Sunday 20 October 2013

REVIEW - THE LAST OF THE UNJUST


It is not cinema's definitive Holocaust documentary. It is not even director Claude Lanzmann's definitive Holocaust documentary. But can there ever be enough documentaries about the Holocaust? Can there ever be no more to say on the topic? What Benjamin Murmelstein had to say to Lanzmann in 1975, and what Lanzmann has to say today, can never be forgotten, as none of it can, nor should. But though all we feel we can do now is remember, we know that the past remains with us in the present, and even if these inconceivable acts never occur again, they are as much a part of the present as what else we feel now.
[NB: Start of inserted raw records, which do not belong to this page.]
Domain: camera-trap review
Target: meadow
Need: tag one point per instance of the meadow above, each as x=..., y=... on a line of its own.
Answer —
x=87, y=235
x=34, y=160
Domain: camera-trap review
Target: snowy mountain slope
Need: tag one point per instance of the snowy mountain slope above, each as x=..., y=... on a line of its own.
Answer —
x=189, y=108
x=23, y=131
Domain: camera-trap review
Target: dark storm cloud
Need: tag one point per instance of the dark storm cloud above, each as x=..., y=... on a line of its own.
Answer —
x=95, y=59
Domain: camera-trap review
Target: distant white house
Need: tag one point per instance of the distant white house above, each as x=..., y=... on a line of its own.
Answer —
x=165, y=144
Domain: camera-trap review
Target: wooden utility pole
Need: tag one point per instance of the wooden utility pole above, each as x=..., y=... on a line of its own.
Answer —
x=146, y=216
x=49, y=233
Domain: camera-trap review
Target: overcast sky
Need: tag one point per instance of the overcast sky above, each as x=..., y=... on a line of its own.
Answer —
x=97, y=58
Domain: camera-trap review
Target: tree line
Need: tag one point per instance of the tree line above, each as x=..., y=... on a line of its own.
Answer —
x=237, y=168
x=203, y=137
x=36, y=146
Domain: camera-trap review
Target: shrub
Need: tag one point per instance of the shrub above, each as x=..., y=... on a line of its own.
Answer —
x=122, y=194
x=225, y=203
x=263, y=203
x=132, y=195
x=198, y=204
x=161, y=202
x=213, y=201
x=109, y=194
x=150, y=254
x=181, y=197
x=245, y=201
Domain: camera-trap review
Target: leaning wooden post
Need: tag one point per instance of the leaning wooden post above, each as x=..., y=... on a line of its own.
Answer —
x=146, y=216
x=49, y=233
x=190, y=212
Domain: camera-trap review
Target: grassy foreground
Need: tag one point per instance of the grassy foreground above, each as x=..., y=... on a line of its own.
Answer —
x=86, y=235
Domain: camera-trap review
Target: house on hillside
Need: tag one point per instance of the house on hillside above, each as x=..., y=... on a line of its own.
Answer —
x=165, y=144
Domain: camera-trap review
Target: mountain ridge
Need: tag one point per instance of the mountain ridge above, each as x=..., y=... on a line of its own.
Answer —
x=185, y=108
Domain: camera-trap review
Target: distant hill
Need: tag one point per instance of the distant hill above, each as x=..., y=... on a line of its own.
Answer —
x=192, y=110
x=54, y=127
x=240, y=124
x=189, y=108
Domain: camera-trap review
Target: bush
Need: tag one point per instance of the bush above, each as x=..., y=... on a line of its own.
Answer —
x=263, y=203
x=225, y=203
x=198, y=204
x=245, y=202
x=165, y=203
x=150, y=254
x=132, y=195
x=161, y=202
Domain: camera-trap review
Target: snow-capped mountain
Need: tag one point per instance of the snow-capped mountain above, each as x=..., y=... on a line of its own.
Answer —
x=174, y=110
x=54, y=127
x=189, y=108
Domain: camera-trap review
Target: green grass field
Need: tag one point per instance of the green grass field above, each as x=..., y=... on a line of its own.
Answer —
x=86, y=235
Lanzmann will not allow us to forget, and he implores us to remember. Murmelstein remembers a lot, more than he understands, it seems. The more we hear from him, the more we realise that we don't hear from him. The last of three Jewish Council elders at Adolf Eichmann's 'model ghetto' Theresienstadt, he is the only elder from any ghetto to survive the war. His perspective on it is unique in that obvious sense, but also in its peculiarities. It's not about what he remembers, but what he feels, or what he doesn't feel about it, and what we can learn about this egregious period of recent history through bearing witness to this. Lanzmann, in beautiful, sensitive fashion, cunningly induces feelings in us, too, and thoughts, reaching beyond the instant and the clear details, extremely clear when related by Murmelstein, and into the whole of humanity. We come closer to understanding how enormous a loss was inflicted upon the Jews, which is an achievement indeed.